Before all that was the red cabbage soup diet, and many other attempts and minimal progresses. The weight would come off, and she would feel good about herself, but it did not come back to me.. It never did. 

I always wanted to show her the light I saw her in, rather than the light she saw herself in, or pretended to see herself in?
But she would refuse my insistence. I mean, the things I did would have a positive effect, but always so temporary. She did not act needy or clingy, but her opinion of herself would have its effects on everything between us. Intimacy, the showing of affection, the rightful good feelings one should get when reaching goals, cooperation on mutual financial issues, and future planning...
I begin to wonder if this personna was not really a self-hate without cure, but rather a method to acquire what she wants in a relationship. Used like a box to get inside, when she didnt want to participate in the normal actions of a loving spouse.
It seemed like a facade in that light. It seemed like a self-excusing means with which to manipulate the relationship. Something to make "laziness" seem excusable..

I can only attribute certain actions to what they appear to be, so much of what she was like appeared to be a self esteem issue. Always worried about looks when out and about, but in ponytail and sweatpants at home. Pursuits in the bedroom were often grated against the latest headache, tiredness, or 4 week process of mood swing, into cramping, into actual cycle, into the "phase out" of the whole process, which left about 1 whole week per month that she couldnt use that as an excuse.

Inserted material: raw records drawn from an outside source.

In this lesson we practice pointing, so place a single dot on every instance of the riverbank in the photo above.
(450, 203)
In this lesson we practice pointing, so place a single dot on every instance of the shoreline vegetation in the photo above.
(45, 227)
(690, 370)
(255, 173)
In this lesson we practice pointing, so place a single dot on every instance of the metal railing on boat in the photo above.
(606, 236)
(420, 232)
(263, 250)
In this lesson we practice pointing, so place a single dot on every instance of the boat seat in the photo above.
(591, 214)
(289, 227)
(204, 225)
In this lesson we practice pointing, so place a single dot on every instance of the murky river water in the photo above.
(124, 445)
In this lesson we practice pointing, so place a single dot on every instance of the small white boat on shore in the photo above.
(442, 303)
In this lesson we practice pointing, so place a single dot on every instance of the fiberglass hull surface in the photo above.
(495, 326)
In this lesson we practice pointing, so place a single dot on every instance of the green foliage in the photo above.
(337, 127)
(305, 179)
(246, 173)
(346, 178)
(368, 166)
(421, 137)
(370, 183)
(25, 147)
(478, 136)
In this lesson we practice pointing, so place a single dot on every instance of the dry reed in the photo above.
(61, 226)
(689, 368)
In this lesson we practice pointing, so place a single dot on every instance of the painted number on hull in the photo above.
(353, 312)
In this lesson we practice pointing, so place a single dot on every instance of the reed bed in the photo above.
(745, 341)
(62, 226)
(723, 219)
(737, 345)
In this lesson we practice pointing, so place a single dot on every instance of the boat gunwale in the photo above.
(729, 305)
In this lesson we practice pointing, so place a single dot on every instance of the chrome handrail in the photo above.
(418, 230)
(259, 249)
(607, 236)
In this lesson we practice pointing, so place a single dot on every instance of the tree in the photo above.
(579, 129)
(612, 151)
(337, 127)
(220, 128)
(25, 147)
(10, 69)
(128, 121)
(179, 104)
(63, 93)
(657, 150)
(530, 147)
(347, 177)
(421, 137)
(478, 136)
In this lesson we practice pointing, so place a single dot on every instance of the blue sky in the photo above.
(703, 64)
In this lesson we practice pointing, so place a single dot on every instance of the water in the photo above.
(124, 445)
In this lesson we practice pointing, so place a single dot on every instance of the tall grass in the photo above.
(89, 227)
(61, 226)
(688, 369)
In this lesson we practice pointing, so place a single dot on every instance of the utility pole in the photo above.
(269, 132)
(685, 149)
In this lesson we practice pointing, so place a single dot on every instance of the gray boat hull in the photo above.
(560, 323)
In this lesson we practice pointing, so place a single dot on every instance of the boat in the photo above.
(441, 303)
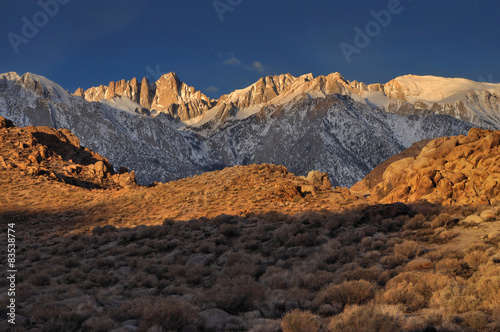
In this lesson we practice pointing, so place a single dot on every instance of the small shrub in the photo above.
(476, 320)
(41, 279)
(415, 223)
(169, 313)
(453, 267)
(350, 292)
(299, 321)
(444, 220)
(410, 249)
(476, 259)
(392, 261)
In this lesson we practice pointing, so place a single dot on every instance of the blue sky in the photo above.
(87, 43)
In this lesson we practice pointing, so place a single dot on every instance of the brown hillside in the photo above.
(376, 175)
(449, 170)
(46, 170)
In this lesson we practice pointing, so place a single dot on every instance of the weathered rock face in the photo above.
(145, 96)
(57, 154)
(178, 99)
(167, 95)
(462, 169)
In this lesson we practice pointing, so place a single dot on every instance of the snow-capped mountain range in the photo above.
(167, 130)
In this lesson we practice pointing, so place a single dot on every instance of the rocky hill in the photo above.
(56, 155)
(448, 170)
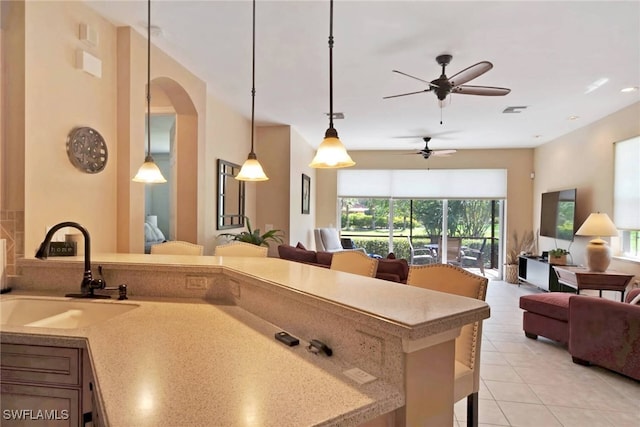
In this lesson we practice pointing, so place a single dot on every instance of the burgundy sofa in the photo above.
(606, 333)
(392, 269)
(597, 331)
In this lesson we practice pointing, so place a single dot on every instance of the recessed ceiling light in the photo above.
(595, 85)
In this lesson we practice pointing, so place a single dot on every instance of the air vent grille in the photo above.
(514, 110)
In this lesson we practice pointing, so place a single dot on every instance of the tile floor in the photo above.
(534, 382)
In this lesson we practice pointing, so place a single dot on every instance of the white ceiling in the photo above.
(547, 53)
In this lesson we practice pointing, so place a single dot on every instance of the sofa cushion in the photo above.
(399, 267)
(553, 304)
(330, 239)
(633, 297)
(324, 258)
(292, 253)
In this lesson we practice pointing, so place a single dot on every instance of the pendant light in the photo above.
(149, 172)
(251, 169)
(331, 153)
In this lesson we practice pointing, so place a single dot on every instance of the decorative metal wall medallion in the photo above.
(87, 150)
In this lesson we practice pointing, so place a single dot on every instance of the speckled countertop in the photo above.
(195, 363)
(192, 362)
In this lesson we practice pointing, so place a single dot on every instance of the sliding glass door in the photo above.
(470, 228)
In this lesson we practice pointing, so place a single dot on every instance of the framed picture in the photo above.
(306, 194)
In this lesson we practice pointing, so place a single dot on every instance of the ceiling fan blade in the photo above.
(481, 90)
(470, 73)
(413, 77)
(405, 94)
(443, 153)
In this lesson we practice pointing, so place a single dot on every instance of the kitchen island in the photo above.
(199, 349)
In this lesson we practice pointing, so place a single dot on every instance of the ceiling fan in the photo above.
(443, 85)
(426, 152)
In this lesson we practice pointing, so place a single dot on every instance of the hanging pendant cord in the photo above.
(331, 132)
(149, 78)
(253, 75)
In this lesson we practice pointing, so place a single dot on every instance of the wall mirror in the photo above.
(230, 196)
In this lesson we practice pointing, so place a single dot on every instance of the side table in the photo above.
(581, 278)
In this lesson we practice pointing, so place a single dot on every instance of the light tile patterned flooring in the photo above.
(534, 382)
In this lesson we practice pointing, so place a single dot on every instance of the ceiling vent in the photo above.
(514, 110)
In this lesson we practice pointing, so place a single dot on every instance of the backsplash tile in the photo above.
(12, 229)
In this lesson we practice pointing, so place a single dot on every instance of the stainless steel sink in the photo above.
(59, 313)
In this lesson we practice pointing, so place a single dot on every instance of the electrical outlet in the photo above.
(196, 282)
(371, 346)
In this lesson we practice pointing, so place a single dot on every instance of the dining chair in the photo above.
(177, 247)
(355, 262)
(241, 249)
(458, 281)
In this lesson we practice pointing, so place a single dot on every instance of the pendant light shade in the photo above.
(331, 153)
(149, 172)
(251, 169)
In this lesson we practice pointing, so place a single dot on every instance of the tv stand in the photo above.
(538, 272)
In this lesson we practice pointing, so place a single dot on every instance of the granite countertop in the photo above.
(190, 361)
(196, 363)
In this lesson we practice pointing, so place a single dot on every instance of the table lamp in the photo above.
(598, 252)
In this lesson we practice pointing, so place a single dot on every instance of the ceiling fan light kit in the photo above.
(149, 172)
(251, 169)
(331, 153)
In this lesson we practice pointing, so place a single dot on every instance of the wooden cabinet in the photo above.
(41, 385)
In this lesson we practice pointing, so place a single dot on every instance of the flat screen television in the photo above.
(558, 214)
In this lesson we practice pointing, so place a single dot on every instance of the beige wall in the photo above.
(13, 90)
(517, 162)
(301, 225)
(583, 159)
(285, 156)
(228, 138)
(58, 98)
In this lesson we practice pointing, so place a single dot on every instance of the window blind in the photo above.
(626, 186)
(420, 183)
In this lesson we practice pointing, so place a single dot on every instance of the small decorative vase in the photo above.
(511, 273)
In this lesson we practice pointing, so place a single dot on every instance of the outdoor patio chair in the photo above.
(474, 257)
(420, 255)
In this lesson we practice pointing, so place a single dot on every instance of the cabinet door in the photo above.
(29, 405)
(40, 364)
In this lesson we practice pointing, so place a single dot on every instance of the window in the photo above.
(626, 195)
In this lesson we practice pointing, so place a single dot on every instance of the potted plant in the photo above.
(254, 237)
(517, 245)
(558, 256)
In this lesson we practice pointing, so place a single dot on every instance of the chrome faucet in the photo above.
(88, 282)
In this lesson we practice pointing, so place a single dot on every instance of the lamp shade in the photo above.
(598, 255)
(251, 170)
(331, 154)
(149, 172)
(598, 224)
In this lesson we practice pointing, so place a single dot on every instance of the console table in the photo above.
(581, 278)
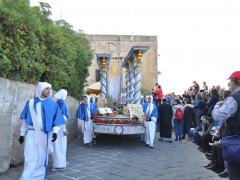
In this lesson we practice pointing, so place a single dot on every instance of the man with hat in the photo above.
(84, 115)
(228, 112)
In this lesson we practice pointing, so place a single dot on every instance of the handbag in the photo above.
(231, 148)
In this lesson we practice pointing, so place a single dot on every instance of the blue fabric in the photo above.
(82, 112)
(63, 107)
(51, 114)
(178, 129)
(93, 108)
(154, 112)
(199, 107)
(212, 102)
(231, 149)
(145, 105)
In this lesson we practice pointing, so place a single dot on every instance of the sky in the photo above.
(197, 39)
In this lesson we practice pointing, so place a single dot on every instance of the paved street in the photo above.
(123, 158)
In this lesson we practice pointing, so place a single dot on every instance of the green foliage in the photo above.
(34, 48)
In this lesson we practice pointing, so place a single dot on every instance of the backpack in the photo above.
(179, 114)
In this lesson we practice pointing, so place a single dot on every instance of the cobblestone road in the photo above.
(126, 158)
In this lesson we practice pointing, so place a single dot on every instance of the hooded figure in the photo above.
(165, 121)
(60, 145)
(144, 104)
(152, 115)
(84, 115)
(41, 118)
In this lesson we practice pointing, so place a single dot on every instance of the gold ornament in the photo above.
(138, 55)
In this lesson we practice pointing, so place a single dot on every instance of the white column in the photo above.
(131, 80)
(103, 82)
(127, 84)
(137, 85)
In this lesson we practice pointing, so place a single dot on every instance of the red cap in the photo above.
(235, 75)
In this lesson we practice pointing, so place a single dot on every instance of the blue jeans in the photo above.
(178, 129)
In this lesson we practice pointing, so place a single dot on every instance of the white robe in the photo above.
(87, 129)
(60, 148)
(35, 157)
(150, 127)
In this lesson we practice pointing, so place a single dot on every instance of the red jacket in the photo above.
(159, 93)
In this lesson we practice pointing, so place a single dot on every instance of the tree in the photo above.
(34, 48)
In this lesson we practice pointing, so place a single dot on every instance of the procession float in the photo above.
(119, 108)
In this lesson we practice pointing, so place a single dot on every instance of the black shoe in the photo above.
(209, 158)
(218, 171)
(224, 174)
(213, 168)
(209, 165)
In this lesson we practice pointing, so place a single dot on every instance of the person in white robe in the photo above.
(41, 119)
(152, 115)
(60, 145)
(84, 115)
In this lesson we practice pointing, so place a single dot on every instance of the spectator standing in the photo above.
(188, 119)
(228, 111)
(178, 111)
(165, 121)
(198, 106)
(159, 95)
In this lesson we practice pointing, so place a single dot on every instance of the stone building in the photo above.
(118, 46)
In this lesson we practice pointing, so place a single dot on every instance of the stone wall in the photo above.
(13, 96)
(119, 46)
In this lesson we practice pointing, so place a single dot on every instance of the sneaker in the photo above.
(224, 173)
(58, 169)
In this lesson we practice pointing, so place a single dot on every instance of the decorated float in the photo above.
(120, 91)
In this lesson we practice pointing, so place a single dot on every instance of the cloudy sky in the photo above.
(198, 39)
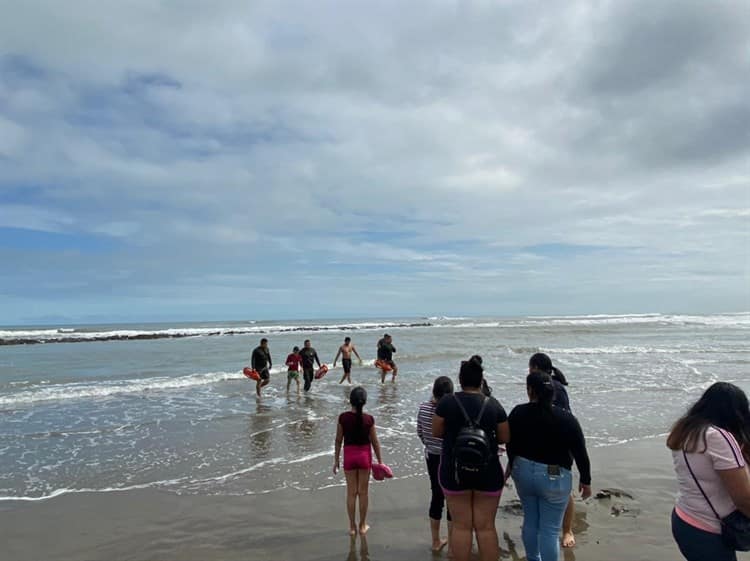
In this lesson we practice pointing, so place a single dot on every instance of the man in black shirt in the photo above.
(385, 354)
(309, 358)
(261, 363)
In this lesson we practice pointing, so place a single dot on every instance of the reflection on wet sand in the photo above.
(260, 427)
(388, 399)
(364, 554)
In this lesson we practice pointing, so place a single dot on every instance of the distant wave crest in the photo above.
(38, 336)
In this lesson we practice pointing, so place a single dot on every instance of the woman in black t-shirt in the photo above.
(546, 440)
(472, 501)
(356, 430)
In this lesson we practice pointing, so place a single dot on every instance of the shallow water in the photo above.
(177, 414)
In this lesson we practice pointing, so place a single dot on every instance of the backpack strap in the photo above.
(684, 455)
(481, 411)
(466, 415)
(462, 408)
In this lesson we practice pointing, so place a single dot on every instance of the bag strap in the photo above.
(466, 415)
(684, 455)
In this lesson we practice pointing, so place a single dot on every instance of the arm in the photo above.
(375, 444)
(420, 427)
(337, 449)
(438, 426)
(737, 482)
(503, 432)
(580, 455)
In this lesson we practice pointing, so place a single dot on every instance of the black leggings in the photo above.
(438, 499)
(697, 545)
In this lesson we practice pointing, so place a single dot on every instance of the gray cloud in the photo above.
(439, 141)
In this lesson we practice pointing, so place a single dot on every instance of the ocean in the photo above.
(121, 407)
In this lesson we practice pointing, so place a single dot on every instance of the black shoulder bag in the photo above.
(735, 528)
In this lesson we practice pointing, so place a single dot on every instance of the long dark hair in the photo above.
(540, 383)
(442, 386)
(543, 362)
(358, 398)
(723, 405)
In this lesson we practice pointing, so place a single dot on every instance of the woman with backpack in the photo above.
(356, 430)
(546, 439)
(711, 450)
(471, 426)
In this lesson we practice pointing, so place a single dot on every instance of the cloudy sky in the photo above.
(175, 160)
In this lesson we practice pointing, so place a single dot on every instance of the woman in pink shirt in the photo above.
(710, 449)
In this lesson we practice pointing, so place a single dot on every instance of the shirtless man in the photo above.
(345, 351)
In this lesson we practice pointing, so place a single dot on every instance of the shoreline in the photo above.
(311, 525)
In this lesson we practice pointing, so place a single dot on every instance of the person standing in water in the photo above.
(345, 351)
(293, 363)
(541, 362)
(309, 357)
(433, 448)
(356, 430)
(385, 354)
(260, 361)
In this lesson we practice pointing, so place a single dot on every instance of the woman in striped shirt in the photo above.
(433, 449)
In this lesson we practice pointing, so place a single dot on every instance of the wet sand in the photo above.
(302, 525)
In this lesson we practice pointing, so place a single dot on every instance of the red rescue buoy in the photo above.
(322, 371)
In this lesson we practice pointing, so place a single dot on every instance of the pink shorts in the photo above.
(357, 456)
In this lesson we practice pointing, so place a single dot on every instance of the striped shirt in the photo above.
(432, 445)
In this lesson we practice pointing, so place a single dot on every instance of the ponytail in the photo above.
(358, 398)
(559, 376)
(540, 384)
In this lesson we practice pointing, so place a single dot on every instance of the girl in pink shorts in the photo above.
(356, 430)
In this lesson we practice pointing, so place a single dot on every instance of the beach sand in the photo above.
(304, 525)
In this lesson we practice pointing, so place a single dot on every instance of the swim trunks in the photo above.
(357, 456)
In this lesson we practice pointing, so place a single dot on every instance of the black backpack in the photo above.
(471, 450)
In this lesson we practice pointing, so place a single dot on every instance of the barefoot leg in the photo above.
(569, 539)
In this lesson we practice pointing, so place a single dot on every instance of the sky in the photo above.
(190, 160)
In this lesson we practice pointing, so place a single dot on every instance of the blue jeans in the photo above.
(697, 545)
(544, 498)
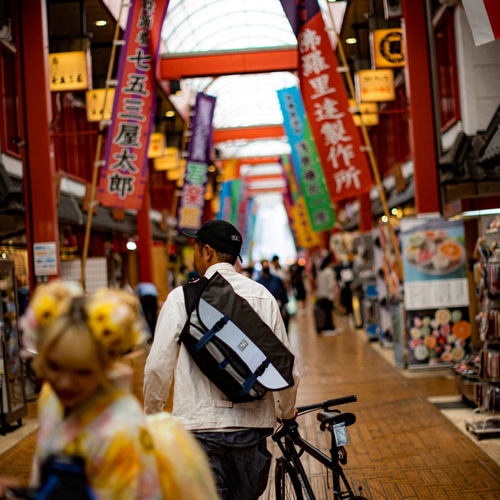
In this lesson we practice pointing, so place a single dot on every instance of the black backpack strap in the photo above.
(192, 293)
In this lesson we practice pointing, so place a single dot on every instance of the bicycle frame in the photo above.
(293, 439)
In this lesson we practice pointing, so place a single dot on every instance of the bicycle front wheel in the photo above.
(287, 484)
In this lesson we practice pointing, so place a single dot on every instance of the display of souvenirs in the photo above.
(438, 336)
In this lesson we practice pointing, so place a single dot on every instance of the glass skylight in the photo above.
(197, 26)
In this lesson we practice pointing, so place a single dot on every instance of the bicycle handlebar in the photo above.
(327, 404)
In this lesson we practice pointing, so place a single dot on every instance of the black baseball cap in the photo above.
(220, 235)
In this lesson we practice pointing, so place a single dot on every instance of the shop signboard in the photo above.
(69, 71)
(387, 48)
(192, 201)
(123, 176)
(436, 292)
(296, 210)
(375, 85)
(338, 141)
(99, 104)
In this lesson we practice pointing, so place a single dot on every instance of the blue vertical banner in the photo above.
(225, 206)
(192, 199)
(305, 160)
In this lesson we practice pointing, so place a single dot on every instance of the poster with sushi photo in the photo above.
(436, 294)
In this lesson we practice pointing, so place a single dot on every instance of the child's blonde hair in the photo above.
(109, 318)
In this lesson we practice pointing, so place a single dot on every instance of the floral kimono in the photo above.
(110, 433)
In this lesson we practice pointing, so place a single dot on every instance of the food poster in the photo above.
(436, 294)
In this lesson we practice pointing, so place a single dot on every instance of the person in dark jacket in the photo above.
(277, 288)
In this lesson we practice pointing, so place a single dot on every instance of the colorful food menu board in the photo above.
(436, 294)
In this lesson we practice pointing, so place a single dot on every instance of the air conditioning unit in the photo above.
(393, 8)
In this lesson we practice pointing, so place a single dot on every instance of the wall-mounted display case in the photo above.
(12, 400)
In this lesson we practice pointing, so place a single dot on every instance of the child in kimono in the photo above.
(85, 408)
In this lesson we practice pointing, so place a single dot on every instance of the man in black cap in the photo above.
(233, 434)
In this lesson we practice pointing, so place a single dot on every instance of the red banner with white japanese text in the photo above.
(344, 163)
(123, 177)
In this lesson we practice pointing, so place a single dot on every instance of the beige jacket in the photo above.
(197, 402)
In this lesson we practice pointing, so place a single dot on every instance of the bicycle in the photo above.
(290, 478)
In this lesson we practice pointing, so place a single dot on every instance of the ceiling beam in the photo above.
(248, 133)
(203, 64)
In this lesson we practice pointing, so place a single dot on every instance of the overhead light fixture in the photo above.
(478, 213)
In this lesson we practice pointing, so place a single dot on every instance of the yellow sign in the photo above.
(375, 85)
(95, 104)
(68, 71)
(156, 145)
(301, 225)
(369, 113)
(387, 48)
(169, 161)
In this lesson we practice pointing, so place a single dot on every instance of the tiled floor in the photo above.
(401, 447)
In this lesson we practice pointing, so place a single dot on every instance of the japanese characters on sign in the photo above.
(305, 160)
(123, 177)
(375, 85)
(99, 105)
(339, 145)
(68, 71)
(192, 199)
(296, 210)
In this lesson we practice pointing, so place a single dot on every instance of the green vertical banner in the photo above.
(305, 160)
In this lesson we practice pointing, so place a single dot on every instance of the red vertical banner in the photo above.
(123, 177)
(344, 163)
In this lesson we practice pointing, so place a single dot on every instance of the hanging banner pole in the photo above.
(368, 148)
(95, 171)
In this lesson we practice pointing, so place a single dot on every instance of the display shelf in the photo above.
(483, 425)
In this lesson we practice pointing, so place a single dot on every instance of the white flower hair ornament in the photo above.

Somehow in the grand scheme of things, her self-hate was subjected to weight loss programs, gym memberships, several new hairstyles, new kinds of anti-aging makeup, etc. All of which would never have a lasting impact on her attitude towards herself. When looking around for things to change her opinion about herself, and finding that all her efforts as of late have not impacted her sense of self, she began seeing "me" in a different light. Suddenly maybe, perhaps, per chance, that it was this loving, and committed husband of mine that is whats wrong with me. I dont think I am in love with him anymore, and that is bringing me down....

At about that time I noticed the new clothes, jewelery, dressing in a completely different, more feminine manner, when the last ten years of our marriage was sweat pants and "figure hiding" types of clothes.

So she reached a point I guess. And it just so happened that another man was telling her the same things I always did, but with "him" it was new, and "real" and wasnt just being said because we were married.. 
See how her opinion of herself could render the approaches I made towards showing her love and approval as meaningless and routine?

Suddenly it must be, that the affirmations and affectionate words of a friend from twenty five years earlier had impact, had captured her complete undivided attention, had made her feel good about herself again. I guess she felt like she at that point "still had it"...?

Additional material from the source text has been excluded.